Capítulo 6: Esos dos niños, de hecho, son hijos de la señora.

发布时间: 2026-05-24 22:34:00
A+ A- 关灯

Vio que ella seguía sin querer confesar la verdad.

El impulso de Li Chengyuan de estallar alcanzó su punto más alto.

Pero también sabía muy bien que aún no era el momento adecuado.

En menos de dos días, averiguaría la verdad.

Li Chengyuan apartó la mirada y continuó comiendo con elegancia, conteniendo su ira.

Se comportaba con calma y serenidad: “El abuelo no se encuentra demasiado bien últimamente; mejor esperamos un poco antes de hablar del divorcio”.

Su Ranran acababa de regresar de la antigua casa de la familia Li durante el día y había pasado todo el día con el anciano, así que conocía muy bien su situación.
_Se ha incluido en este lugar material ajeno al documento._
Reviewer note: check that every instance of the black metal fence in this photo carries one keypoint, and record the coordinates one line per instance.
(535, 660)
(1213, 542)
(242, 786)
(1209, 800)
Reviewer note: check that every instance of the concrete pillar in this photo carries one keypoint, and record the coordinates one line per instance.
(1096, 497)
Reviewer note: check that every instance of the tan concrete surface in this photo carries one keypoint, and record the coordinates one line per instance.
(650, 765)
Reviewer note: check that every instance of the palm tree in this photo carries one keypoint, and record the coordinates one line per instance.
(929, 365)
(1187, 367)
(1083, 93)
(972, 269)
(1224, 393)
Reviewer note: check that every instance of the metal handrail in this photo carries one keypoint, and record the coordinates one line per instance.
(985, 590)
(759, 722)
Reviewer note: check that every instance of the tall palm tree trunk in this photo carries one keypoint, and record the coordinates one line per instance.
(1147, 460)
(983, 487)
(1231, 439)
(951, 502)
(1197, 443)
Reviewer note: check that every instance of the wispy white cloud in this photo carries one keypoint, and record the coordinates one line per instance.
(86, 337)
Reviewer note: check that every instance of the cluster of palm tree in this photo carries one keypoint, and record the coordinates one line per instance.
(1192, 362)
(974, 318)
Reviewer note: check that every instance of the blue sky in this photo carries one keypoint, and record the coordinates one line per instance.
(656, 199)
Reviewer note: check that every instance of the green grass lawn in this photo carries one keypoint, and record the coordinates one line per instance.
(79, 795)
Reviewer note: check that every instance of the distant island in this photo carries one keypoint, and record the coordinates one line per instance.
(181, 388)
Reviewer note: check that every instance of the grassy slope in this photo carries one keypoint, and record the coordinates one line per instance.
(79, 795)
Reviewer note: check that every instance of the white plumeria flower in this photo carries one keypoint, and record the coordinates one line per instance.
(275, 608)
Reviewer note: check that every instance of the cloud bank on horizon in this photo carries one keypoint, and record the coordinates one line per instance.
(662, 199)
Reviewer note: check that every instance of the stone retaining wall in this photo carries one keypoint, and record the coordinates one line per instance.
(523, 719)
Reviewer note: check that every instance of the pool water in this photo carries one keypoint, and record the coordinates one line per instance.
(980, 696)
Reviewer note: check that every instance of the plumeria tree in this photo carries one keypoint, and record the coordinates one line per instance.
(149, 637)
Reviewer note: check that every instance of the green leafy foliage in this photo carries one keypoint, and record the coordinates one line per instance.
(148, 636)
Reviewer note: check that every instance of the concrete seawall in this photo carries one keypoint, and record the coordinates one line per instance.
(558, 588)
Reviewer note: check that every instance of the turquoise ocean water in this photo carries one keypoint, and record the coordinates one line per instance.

Pero aún así, quería divorciarse lo antes posible.

Mirando a Li Chengyuan, Su Ranran le pidió:

“¿Podríamos no decírselo al abuelo por ahora? ¿Sería posible ocultárselo y divorciarnos?”

Li Chengyuan la miró a los ojos.

“Tú no tienes a nadie especial en tu vida, ¿por qué apresurarte? ¿Acaso ser mi esposa te está causando algún problema?”

Quería ver cuánto tiempo más podría seguir ocultándolo.

Sería mejor que esos dos niños no fueran suyos biológicos, de lo contrario, ni siquiera los dioses podrían salvarla.

Su Ranran se quedó sin palabras.

Si insistía en divorciarse ahora, ¿Li Chengyuan la investigaría?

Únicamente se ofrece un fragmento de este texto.